This is simply not true, all U.S. FTZs are embraced by the coastwise laws of the U.S. including the Jones Act (Section 27 of the Merchant Marine Act of 1920 as amended).

This can be verified by contacting the U.S. Customs and Boarder Protection (CBP) Vessel Entry & Clearance Office in Honolulu at telephone number (808) 522-8012. The CBP controls the entry and removal of merchandise in respect of FTZs and enforces the coastwise laws of the U.S.

This notion that U.S. FTZs are exempt from the Jones Act is a fairly widespread misconception especially among certain proponents of Hawaiian Sovereignty.

Key excerpts include:

Control of infrastructure like airports and harbors could mean more than just revenue for a new government, notes Crabbe. “We could develop, for example, our own free-trade zone and, through that free-trade zone, we could import commodities or products to Hawaii, bypassing the Jones Act,” which restricts foreign-flagged ships from sailing between American ports.
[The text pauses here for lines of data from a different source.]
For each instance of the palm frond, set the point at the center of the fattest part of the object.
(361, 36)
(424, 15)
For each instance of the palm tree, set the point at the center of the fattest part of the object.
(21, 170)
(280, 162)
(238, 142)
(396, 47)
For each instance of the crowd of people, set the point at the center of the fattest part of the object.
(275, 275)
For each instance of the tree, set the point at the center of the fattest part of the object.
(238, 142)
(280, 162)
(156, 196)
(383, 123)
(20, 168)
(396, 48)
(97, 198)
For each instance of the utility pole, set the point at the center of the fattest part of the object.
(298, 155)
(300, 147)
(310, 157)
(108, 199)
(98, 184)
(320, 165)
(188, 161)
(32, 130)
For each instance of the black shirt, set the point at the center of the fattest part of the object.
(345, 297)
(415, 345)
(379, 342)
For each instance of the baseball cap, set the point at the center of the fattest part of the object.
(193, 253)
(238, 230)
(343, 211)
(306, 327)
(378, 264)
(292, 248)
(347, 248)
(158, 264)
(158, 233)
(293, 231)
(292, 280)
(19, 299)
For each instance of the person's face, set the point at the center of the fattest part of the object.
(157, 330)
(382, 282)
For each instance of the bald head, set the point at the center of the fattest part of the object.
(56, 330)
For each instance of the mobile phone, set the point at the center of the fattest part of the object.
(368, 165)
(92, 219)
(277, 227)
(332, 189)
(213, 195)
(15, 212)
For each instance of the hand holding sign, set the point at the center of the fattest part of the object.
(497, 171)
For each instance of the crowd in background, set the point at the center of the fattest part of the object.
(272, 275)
That requirement is often blamed for high-shipping costs between the U.S. mainland and Hawaii because American-built and -owned ships with American crews must be used.

A Hawaiian government with jurisdiction over one or more ports could facilitate the import of lower-cost food, building materials, vehicles and other commodities, Crabbe says. “Bypassing the Jones Act would benefit not just Native Hawaiians, but the rest of Hawaii.”